Indeed, for some ASEAN states, the reestablishment of the Quad—a formal meeting between officials from the United States, Japan, India and Australia—is the quintessential Indo-Pacific initiative. It may well be a glimpse of a post-ASEAN future within which ASEAN’s standing and ability to set the regional agenda and lead discussion are diminished. It is not lost on members that the Quad brings together four democratic countries with considerable hard power resources that exceeds those of ASEAN member states by a considerable margin.

If groupings such as the Quad become more significant, many believe ASEAN centrality is inherently threatened. Democratic nations like South Korea and perhaps Indonesia may well become more interested in such groupings at ASEAN’s expense.
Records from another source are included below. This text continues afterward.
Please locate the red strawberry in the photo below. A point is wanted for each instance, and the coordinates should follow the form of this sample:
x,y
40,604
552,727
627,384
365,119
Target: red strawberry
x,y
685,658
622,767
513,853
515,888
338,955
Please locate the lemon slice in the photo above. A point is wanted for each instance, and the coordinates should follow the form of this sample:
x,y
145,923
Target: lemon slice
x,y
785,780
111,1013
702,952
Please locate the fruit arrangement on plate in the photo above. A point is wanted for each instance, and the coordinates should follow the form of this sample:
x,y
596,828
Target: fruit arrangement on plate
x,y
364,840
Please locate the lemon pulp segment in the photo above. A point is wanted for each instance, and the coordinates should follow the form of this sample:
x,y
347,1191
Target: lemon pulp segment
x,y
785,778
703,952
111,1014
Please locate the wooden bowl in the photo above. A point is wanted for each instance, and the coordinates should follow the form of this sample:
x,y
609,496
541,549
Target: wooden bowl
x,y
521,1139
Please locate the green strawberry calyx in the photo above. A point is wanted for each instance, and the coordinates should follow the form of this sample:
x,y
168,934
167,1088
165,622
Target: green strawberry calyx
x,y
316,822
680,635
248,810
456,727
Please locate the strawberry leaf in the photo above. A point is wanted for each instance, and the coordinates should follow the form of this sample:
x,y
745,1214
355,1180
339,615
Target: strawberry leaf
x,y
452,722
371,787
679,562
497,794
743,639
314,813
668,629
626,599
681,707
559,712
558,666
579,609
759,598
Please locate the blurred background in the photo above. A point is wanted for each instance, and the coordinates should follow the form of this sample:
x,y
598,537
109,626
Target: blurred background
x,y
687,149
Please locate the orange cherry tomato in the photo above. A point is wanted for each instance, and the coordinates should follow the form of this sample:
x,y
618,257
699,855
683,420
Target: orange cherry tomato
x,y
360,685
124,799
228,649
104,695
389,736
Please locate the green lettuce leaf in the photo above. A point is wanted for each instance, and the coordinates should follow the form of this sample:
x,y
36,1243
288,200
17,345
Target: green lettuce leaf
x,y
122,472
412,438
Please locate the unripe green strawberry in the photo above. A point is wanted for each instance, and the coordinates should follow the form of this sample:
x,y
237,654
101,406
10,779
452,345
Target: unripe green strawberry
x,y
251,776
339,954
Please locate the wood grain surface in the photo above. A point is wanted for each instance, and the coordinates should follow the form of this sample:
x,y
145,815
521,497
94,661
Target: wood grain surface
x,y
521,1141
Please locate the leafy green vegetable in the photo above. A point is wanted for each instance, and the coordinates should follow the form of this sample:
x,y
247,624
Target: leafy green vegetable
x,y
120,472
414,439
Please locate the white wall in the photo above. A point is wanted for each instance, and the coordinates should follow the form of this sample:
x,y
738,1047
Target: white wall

Moreover, a privilege of ASEAN centrality lies in the diplomatic capacity to include or exclude countries in major forums. It is feared that privilege will be diluted.

Second, states seek to manage relationships with great powers by championing the principles of inclusiveness and neutrality (and maximizing diplomatic leverage through demanding the right to define what these terms mean.) If ASEAN is seen to support American and allied actions, it believes its cover of inclusiveness and neutrality will be blown. The consequences of Chinese displeasure are unknown but will cause deep apprehension nevertheless. As Singaporean prime minister Lee Hsien Loong argued when asked about his country’s reaction to the FOIP concept during his visit to Australia for the ASEAN-Australia Special Summit earlier in March, “we do not want to end up with rival blocs forming or countries having to take one side or the other.”

Third, ASEAN insists on the principle of “consensus” to minimize overt disagreement amongst its member states and to offer the convenient fiction that ASEAN represents a unified bloc. It is believed that presenting itself as a unified bloc provides a louder voice and greater leverage for Southeast Asian states when dealing with larger powers. As there is no consensus amongst ASEAN states on the FOIP, ASEAN is unable to offer any clear position vis-à-vis the concept. Rather than allow differences of view to play out into the open, ASEAN considers it better to not engage with the FOIP concept.